Die Sprache ist treffend und die Übersetzung – meiner Meinung nach – hervorragend, denn sie kann die Gerüche, die Emotionen, die Deprimiertheit, die Ängste, eben das Leben der Menschen zu mir transportieren.

Am Ende hab ich ‚Palmherzen‘ versöhnt zur Seite gelegt!

Lesetipp – Im Licht von Apfelbäumen

Das muss jetzt gleich raus. Das sitzt noch in den Knochen, weil ich es gerade fertig gelesen zur Seite gelegt habe.

‚Im Licht von Apfelbäumen‘ (The Orchadist) von Amanda Coplin.

Es gibt Geschichten, die sind genau das, Geschichten. Sie spielen in einer anderen Zeit  und zu Beginn des Lesens ist man sich erstmal gar nicht bewusst, dass man sich nun auf eine andere Zeitebene einstellen sollte.
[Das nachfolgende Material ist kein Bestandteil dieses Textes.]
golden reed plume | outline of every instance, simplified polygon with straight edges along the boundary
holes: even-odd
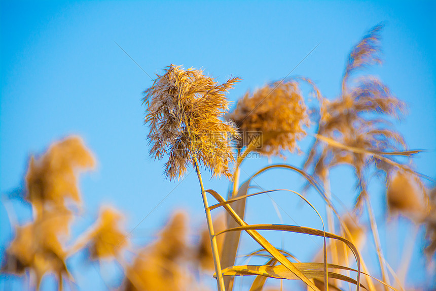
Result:
[[[202,71],[173,64],[165,72],[144,92],[150,154],[159,160],[168,154],[165,172],[170,179],[183,175],[194,154],[213,175],[230,178],[234,159],[229,142],[238,133],[221,118],[228,109],[225,94],[239,78],[219,85]]]
[[[298,148],[297,141],[305,136],[303,127],[309,124],[304,99],[295,81],[273,83],[252,94],[247,91],[226,118],[236,124],[242,137],[262,133],[262,147],[254,150],[268,156],[283,156],[284,151]],[[240,145],[248,146],[249,142],[242,138]]]

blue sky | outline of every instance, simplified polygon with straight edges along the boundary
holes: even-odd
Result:
[[[148,75],[154,78],[155,73],[174,63],[203,68],[220,82],[238,76],[242,81],[229,94],[234,103],[247,89],[286,76],[319,44],[291,75],[312,79],[324,95],[333,98],[340,92],[352,46],[381,21],[386,22],[382,33],[385,61],[368,73],[379,76],[409,105],[408,115],[396,128],[410,148],[427,150],[415,163],[420,172],[435,178],[435,6],[432,1],[2,0],[2,197],[22,185],[30,155],[41,153],[54,141],[77,134],[95,153],[98,166],[81,179],[85,209],[77,220],[76,232],[92,223],[103,203],[125,213],[127,229],[133,229],[179,182],[165,180],[165,161],[155,161],[148,156],[141,101],[141,92],[152,83]],[[311,139],[301,143],[302,149],[307,149]],[[304,159],[304,155],[289,154],[286,162],[301,166]],[[266,158],[247,161],[242,165],[241,179],[247,177],[245,173],[251,174],[268,163]],[[149,240],[174,209],[187,210],[193,227],[201,225],[204,214],[194,174],[137,227],[130,238],[133,244]],[[225,179],[209,179],[204,175],[207,188],[226,191]],[[332,191],[351,205],[355,197],[352,174],[342,169],[332,176]],[[299,191],[303,181],[277,171],[256,182],[264,188],[280,184],[279,187]],[[383,224],[383,189],[374,186],[373,191],[376,216]],[[309,198],[322,212],[319,198],[314,194]],[[320,227],[313,212],[297,199],[279,195],[277,201],[295,221],[284,216],[285,223]],[[24,223],[28,212],[13,204]],[[257,215],[260,212],[264,216]],[[279,222],[267,198],[250,200],[247,213],[252,223]],[[405,221],[402,223],[404,229],[411,227]],[[3,207],[0,225],[3,252],[12,235]],[[390,228],[381,226],[385,247],[389,245]],[[404,239],[402,232],[397,232]],[[421,231],[420,240],[423,235]],[[285,246],[303,260],[310,260],[315,252],[314,246],[317,247],[301,236],[289,238]],[[297,244],[305,244],[305,240],[309,242],[307,247],[299,249]],[[368,248],[371,243],[369,240]],[[247,248],[256,249],[250,244],[247,240]],[[421,247],[419,242],[412,263],[422,270]],[[389,255],[394,260],[396,256],[394,252]],[[92,269],[83,275],[80,268],[89,267],[77,268],[74,273],[78,274],[81,289],[104,289],[102,282],[92,279],[95,275]],[[411,281],[422,282],[426,279],[424,273],[411,272]],[[0,279],[0,286],[4,279]],[[12,284],[19,289],[17,281]]]

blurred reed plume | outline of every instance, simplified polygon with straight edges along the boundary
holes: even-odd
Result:
[[[332,101],[323,99],[321,102],[317,134],[342,146],[317,139],[304,165],[305,169],[312,169],[314,175],[324,183],[329,169],[341,164],[354,168],[360,190],[356,209],[361,207],[362,198],[366,195],[366,170],[380,161],[369,153],[383,154],[406,147],[401,135],[392,128],[389,119],[401,116],[405,111],[404,103],[374,76],[361,76],[355,80],[355,85],[348,85],[352,73],[381,63],[382,27],[375,26],[352,50],[342,78],[341,95]],[[356,148],[367,152],[352,150]]]
[[[238,133],[221,118],[228,109],[225,94],[239,80],[233,78],[220,85],[202,71],[171,64],[144,92],[150,155],[160,160],[168,154],[167,177],[183,176],[193,155],[214,175],[231,177],[229,141]]]
[[[187,217],[174,213],[156,242],[142,249],[126,270],[125,291],[183,291],[191,282],[186,257]]]
[[[217,233],[225,230],[226,225],[226,216],[224,214],[220,215],[213,220],[213,228]],[[220,253],[223,251],[223,245],[224,243],[225,236],[225,234],[221,235],[216,238],[216,243]],[[200,268],[205,270],[213,270],[212,246],[210,244],[209,231],[207,229],[201,230],[200,242],[197,249],[197,258]]]
[[[120,229],[123,215],[110,207],[100,209],[98,219],[87,237],[91,258],[104,259],[117,257],[127,246],[127,233]]]
[[[65,208],[69,200],[80,206],[78,172],[94,164],[92,154],[79,137],[53,144],[39,158],[30,158],[26,175],[26,199],[37,214],[41,214],[42,207]]]
[[[386,198],[389,212],[422,221],[426,212],[425,201],[416,177],[399,171],[389,177]]]
[[[372,189],[369,187],[369,174],[385,175],[386,199],[390,214],[398,213],[411,219],[416,234],[419,233],[418,228],[425,226],[427,240],[425,252],[433,264],[436,264],[436,190],[433,189],[428,196],[420,180],[424,175],[418,174],[404,162],[420,151],[406,150],[402,136],[391,123],[402,116],[405,104],[379,78],[361,74],[358,78],[353,76],[361,73],[362,69],[381,62],[382,27],[375,26],[351,50],[342,76],[342,90],[333,100],[322,96],[309,79],[285,78],[252,92],[247,91],[234,110],[225,115],[228,110],[226,94],[239,81],[239,78],[219,84],[201,70],[185,70],[173,64],[166,67],[162,75],[157,75],[153,85],[143,92],[150,154],[158,160],[168,156],[165,173],[170,180],[182,177],[190,164],[195,170],[207,223],[207,229],[194,230],[198,241],[193,243],[189,239],[192,232],[188,214],[178,211],[172,213],[155,240],[146,245],[135,246],[128,237],[139,224],[128,233],[121,225],[124,215],[114,208],[103,207],[96,221],[79,238],[71,241],[72,222],[82,206],[78,174],[93,167],[95,161],[81,139],[70,137],[54,143],[41,156],[30,158],[25,176],[25,198],[31,205],[33,216],[27,223],[14,225],[15,236],[6,250],[2,272],[30,274],[37,290],[44,276],[54,273],[60,290],[64,281],[74,282],[67,260],[84,251],[89,264],[98,264],[100,267],[103,263],[119,265],[118,270],[120,273],[122,270],[124,276],[122,282],[116,283],[117,287],[124,291],[207,289],[203,283],[204,275],[209,279],[216,278],[219,291],[234,290],[237,285],[234,283],[237,276],[254,276],[252,280],[240,281],[244,289],[248,289],[246,287],[250,284],[250,291],[277,289],[267,285],[267,278],[280,280],[280,290],[285,280],[294,280],[305,283],[308,290],[313,291],[328,291],[329,288],[339,291],[347,285],[350,290],[355,287],[356,291],[360,288],[377,291],[374,279],[386,291],[388,288],[396,291],[390,285],[390,277],[396,280],[395,287],[404,291],[406,288],[403,281],[407,278],[411,254],[409,259],[404,255],[405,260],[398,260],[401,262],[398,276],[383,257],[368,190]],[[315,110],[316,115],[318,111],[319,114],[315,117],[318,128],[314,134],[307,132],[311,120],[301,89],[305,87],[301,81],[312,87],[320,102],[319,111],[318,108]],[[261,133],[261,146],[254,146],[253,140],[246,138],[252,133]],[[247,174],[247,180],[239,182],[240,166],[246,156],[243,154],[254,151],[268,157],[285,158],[290,153],[300,152],[298,144],[311,134],[316,139],[309,149],[303,170],[284,163],[269,164],[254,169],[254,174]],[[236,146],[231,142],[235,139],[241,141]],[[235,161],[234,151],[237,158],[232,165]],[[403,157],[403,159],[398,156]],[[333,168],[341,164],[353,169],[358,192],[355,202],[348,206],[338,202],[345,209],[343,215],[339,214],[332,199],[334,196],[330,189],[329,175]],[[201,166],[210,170],[212,176],[230,178],[227,200],[213,189],[205,189]],[[315,203],[309,201],[308,196],[306,198],[290,189],[274,187],[264,189],[254,181],[267,171],[277,170],[300,175],[319,194],[326,208],[327,227],[322,213],[316,209]],[[273,176],[272,179],[277,179],[274,180],[274,183],[280,182],[277,184],[282,182],[282,177]],[[260,190],[253,192],[254,189]],[[246,211],[248,199],[265,194],[271,198],[270,195],[277,192],[296,195],[304,201],[317,215],[322,228],[268,223],[249,224],[246,222],[246,214],[266,216],[251,209]],[[216,204],[209,206],[209,196]],[[284,212],[274,202],[275,206]],[[225,212],[212,220],[211,211],[220,208]],[[362,226],[361,210],[364,208],[367,211],[374,240],[373,249],[363,248],[370,236]],[[280,210],[277,210],[279,215]],[[281,217],[279,218],[282,221]],[[297,253],[294,252],[296,250],[291,252],[281,249],[283,246],[276,248],[271,242],[273,240],[270,241],[263,236],[263,232],[270,231],[322,239],[321,251],[315,255],[313,262],[301,262],[291,254]],[[260,248],[243,256],[253,258],[251,263],[262,262],[260,264],[263,265],[236,265],[243,256],[238,252],[245,250],[239,247],[245,242],[244,238],[241,242],[242,232]],[[296,250],[299,251],[300,246],[304,249],[305,246],[299,241],[297,243],[293,244],[297,246]],[[393,244],[390,241],[388,243],[389,247]],[[404,251],[407,248],[403,248],[403,254],[412,253],[411,251]],[[361,256],[362,250],[365,256],[367,252],[370,256],[378,255],[379,263],[376,268],[380,267],[381,280],[369,274]],[[391,276],[387,272],[388,268],[392,270]],[[101,278],[104,281],[103,276]],[[115,285],[104,283],[108,289]]]
[[[234,122],[241,136],[262,133],[262,147],[253,149],[265,155],[280,155],[298,149],[297,141],[306,136],[309,124],[303,93],[295,81],[276,82],[247,91],[226,119]],[[242,139],[241,147],[250,141]]]

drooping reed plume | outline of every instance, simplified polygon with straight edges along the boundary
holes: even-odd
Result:
[[[285,151],[298,149],[297,141],[306,135],[309,122],[304,99],[295,81],[276,82],[249,91],[239,99],[226,116],[238,127],[240,146],[247,146],[250,134],[260,134],[262,146],[253,150],[265,155],[283,156]]]
[[[201,70],[171,64],[144,92],[150,155],[160,160],[168,154],[167,177],[183,176],[194,155],[214,175],[230,177],[229,141],[237,132],[221,118],[228,109],[226,93],[239,80],[219,84]]]

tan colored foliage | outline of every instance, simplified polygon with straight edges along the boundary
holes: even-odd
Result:
[[[414,177],[397,171],[388,181],[386,198],[389,212],[420,220],[425,215],[424,196]]]
[[[179,264],[187,252],[187,216],[175,212],[157,241],[141,251],[126,268],[125,291],[182,291],[190,279]]]
[[[252,94],[247,91],[226,118],[236,124],[242,137],[262,133],[262,147],[255,150],[268,156],[295,151],[297,141],[306,136],[304,127],[309,124],[302,93],[295,81],[268,84]],[[240,145],[249,142],[242,138]]]
[[[229,142],[238,134],[221,118],[228,109],[225,94],[239,80],[219,85],[202,71],[171,64],[144,92],[150,154],[160,159],[168,154],[167,177],[183,176],[193,154],[214,175],[231,177],[229,163],[234,159]]]
[[[30,158],[26,175],[26,199],[34,206],[63,208],[68,199],[80,205],[77,171],[94,164],[94,157],[80,138],[69,137],[54,143],[39,158]]]
[[[98,220],[89,235],[89,249],[93,259],[116,257],[127,245],[127,233],[119,224],[123,215],[108,207],[100,210]]]
[[[213,221],[213,230],[216,233],[225,230],[226,225],[226,216],[224,214],[217,217]],[[225,234],[220,235],[216,237],[216,243],[220,253],[223,250],[225,235]],[[213,257],[212,256],[210,237],[209,235],[209,230],[207,228],[201,231],[200,243],[197,250],[197,256],[199,265],[202,269],[209,271],[213,270]]]

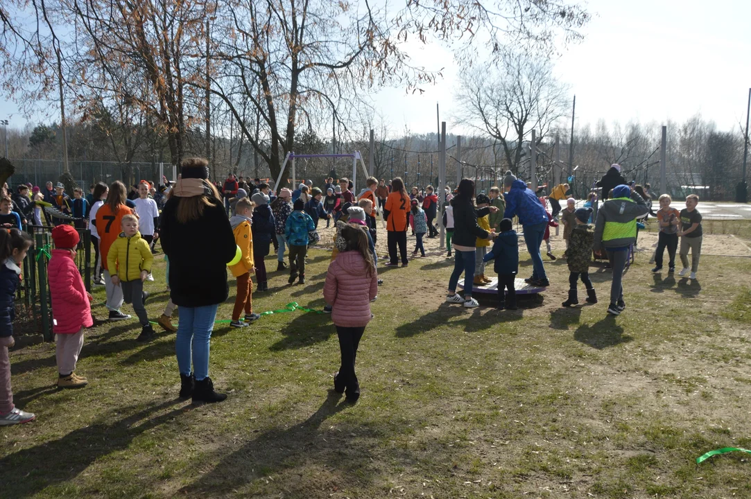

Aber vielleicht ist das auch gar nicht nötig, vielleicht wird man so oder so in den Bann gezogen, erst ohne es zu merken, später überrascht realisierend, dass es das Hier und Jetzt auch noch gibt.

Wir begeben uns ins ausgehende 19./beginnende 20. Jahrhundert, wo im Nordosten der USA das tragische Leben des Obstplantagenbauers Talmadge seinen Lauf nimmt. Schicksalsschläge scheinen sein Leben zu begleiten, aber irgendwie scheint er sie durch seine einsame, wortkarge, wohl auch etwas feige Art selber auszulösen. Man ist immer wieder versucht ihn zu schütteln, ihm begreiflich zu machen, dass er nicht alles einfach geschehen lassen sollte, aber gerade als er die Dinge selber in die Hand nimmt, löst er damit nur noch mehr Schmerz aus. Mit so vielen schönen Worten uns die Geschichte von der Autorin erzählt wird, so gefangen sind Talmadge und die wenigen zu seinem Leben gehörenden Personen in ihrer traurigen Sprachlosigkeit.

Viel wird nicht erklärt, zu den Schicksalen, die uns im Buch begegnen, aber erfahren tut der Leser alles, das Ausmalen findet in der Phantasie statt, die Personen werden vom Leser mitgestaltet, der Text gibt den Raum dazu. Wir können unsere eigenen Sympathien zu den Protagonisten aufbauen, oder es lassen. Es bleibt eine Geschichte, wie sie hätte sein können oder eben auch nicht.

Mich hat sie für zwei Tage in eine andere Welt entführt und auf besondere Art berührt, ein bisschen traurig gemacht, aber versöhnlich zurückgelassen – es ist eben ’nur‘ eine Geschichte!

Ein stibitztes Lese-Blogstöckchen #buchstöckchen

Ja, ich habs mir stibitzt, das #buchstöckchen von Wibke, das ist aber auch zu verlockend. Fragen zum Lesen, über Bücher, das ist ja wie wenn eine Schüssel voller Erdbeeren vor mir steht und ich dürfte keine nehmen, pfff. Also greif ich einfach mal zu. Was so ein Blogstöckchen ist und wozu es gut ist – außer, dass es Spaß machen sollte – kann man hier beim Ausgangsartikel von Sinn und Verstand nachlesen.

…und schon gehts los!

Welches Buch liest Du momentan?

Warum liest Du das Buch? Was magst Du daran?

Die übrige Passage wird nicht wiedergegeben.